There’s no substitute for physical proximity, say researchers.

  • Dalmeet Singh Chawla

Credit: Alex Green/Getty

Local, not global, links boost productivity

There’s no substitute for physical proximity, say researchers.

4 December 2017

Dalmeet Singh Chawla

Alex Green/Getty

Scientists who collaborate locally publish more papers and are more highly cited than those who engage in long-distance relationships, finds a recent study of more than 16,000 academics employed at Italian institutions. The analysis, published in the Journal of Informetrics in November 2017, looked at almost 31,000 scholarly papers published between 2001 and 2012.

Giovanni Abramo

Many researchers have reported on the global rise in collaborations, but only a few have looked at its effect on productivity. The Italian study is the first to test the two-way link between collaboration, measured by the number of co-authors and their affiliations on a paper, and productivity, measured by the number of publications a researcher has produced, and the citations their work has yielded.

The analysis found that only domestic collaborations, not international ones, enhanced a researcher’s productivity.
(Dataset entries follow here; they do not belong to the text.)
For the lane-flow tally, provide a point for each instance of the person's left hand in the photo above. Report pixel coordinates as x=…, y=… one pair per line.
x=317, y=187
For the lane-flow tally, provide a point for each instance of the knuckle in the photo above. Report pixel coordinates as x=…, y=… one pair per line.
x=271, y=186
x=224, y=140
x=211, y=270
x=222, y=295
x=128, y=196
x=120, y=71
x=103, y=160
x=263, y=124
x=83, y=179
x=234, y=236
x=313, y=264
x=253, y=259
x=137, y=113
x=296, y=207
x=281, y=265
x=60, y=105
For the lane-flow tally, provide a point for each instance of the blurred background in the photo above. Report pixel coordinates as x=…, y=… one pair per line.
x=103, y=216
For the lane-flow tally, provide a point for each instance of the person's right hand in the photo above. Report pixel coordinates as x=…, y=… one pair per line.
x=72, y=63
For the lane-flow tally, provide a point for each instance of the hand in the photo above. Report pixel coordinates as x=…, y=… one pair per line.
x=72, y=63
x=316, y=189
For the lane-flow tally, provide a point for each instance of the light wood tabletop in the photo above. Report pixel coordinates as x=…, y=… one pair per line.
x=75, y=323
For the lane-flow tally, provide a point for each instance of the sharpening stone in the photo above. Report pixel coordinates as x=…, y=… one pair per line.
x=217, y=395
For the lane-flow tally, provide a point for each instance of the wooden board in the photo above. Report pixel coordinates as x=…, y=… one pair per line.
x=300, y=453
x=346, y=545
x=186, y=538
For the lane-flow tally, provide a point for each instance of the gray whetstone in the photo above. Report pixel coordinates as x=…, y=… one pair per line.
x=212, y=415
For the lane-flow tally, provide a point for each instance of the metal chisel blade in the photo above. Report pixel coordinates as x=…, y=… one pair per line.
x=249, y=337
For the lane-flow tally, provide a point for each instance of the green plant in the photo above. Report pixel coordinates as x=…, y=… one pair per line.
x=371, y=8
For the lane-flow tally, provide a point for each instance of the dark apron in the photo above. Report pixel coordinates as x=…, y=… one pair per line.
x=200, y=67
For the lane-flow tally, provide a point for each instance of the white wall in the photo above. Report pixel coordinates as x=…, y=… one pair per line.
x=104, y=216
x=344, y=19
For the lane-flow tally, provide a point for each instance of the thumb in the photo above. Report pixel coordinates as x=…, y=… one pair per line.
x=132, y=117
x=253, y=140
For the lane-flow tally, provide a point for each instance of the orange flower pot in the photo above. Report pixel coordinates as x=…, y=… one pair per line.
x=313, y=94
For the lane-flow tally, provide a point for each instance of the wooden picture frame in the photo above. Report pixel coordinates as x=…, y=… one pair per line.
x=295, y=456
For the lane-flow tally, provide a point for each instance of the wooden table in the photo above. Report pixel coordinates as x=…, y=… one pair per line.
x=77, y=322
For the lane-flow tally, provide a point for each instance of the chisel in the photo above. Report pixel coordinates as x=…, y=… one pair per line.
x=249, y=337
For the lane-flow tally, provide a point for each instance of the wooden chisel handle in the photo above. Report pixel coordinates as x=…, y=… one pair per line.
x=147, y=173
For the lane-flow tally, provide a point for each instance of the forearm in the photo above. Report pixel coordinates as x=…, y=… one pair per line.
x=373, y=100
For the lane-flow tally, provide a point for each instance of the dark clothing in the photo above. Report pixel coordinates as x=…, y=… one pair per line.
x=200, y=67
This is a strange finding, according to a co-author of the study, Giovanni Abramo, a technological research director at the Institute for System Analysis and Computer Science of the National Research Council in Rome, Italy. The higher costs associated with maintaining international collaborations, as well as language and cultural barriers could be thwarting the productivity of international collaborations, he suggests.
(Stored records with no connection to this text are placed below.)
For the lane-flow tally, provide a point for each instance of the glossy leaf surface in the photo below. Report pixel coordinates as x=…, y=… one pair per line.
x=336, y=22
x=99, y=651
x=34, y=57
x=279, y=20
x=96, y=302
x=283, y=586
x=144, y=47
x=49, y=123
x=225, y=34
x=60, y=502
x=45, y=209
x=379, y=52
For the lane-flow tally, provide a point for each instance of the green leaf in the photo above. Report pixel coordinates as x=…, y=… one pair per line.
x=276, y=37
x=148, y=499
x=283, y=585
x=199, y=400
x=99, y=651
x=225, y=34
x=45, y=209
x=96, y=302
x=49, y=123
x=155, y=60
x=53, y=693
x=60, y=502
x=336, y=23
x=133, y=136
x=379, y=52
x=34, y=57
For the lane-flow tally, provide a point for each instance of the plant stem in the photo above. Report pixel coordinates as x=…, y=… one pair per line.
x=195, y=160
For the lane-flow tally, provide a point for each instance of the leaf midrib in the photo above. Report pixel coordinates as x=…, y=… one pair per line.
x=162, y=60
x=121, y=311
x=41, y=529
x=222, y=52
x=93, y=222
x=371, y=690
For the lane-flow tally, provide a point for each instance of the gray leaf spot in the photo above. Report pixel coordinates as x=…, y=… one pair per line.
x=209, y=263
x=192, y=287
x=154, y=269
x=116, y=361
The findings contradict earlier studies, including Abramo’s own previous work, which found that international collaborations boost productivity.
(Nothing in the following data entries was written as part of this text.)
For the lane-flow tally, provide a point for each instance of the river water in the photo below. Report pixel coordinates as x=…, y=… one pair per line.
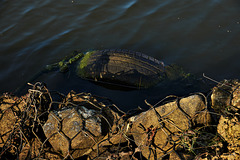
x=202, y=36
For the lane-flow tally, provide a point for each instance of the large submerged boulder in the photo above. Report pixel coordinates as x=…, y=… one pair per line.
x=121, y=67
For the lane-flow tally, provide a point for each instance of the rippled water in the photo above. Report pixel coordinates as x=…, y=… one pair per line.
x=203, y=36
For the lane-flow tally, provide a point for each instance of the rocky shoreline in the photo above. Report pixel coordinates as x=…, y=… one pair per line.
x=49, y=125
The discrepancy could be due to the use of a technique called ‘fractionalized counting’, says Cassidy Sugimoto, an information scientist at Indiana University Bloomington, who recently co-authored a paper which showed that scholars who migrate and travel are cited more often than those who don’t. The method involves dividing credit for a paper equally among co-authors; for instance, three co-authors of a study would each be given a fractional count of 0.33. Previous research, Sugimoto says, used ‘full counting,’ which assigns each co-author a full count of 1.

The Nature Index also uses fractional counting to divide credit among co-authors of collaborative papers, deriving a weighted fractional count (WFC) for institutions and countries. An analysis of the articles published in the high-quality journals tracked by the index found that international papers have more than three times the number of institutional affiliations than domestic papers.

“Given that most research evaluation exercises focus on the full production of an individual or disciplinary unit, the use of fractionalized counting (while methodologically sound) may not be of particular policy relevance,” says Sugimoto.

When looking at the effect of productivity on collaboration, the researchers found no geographical distinctions. Researchers that published more papers and received higher citation scores were more likely to engage in collaborations at both a local and international level. This could be because productive researchers have higher visibility, says Abramo, attracting more collaborators by attending more international conferences and meetings. It’s also possible that more productive researchers are better at managing alliances, he adds.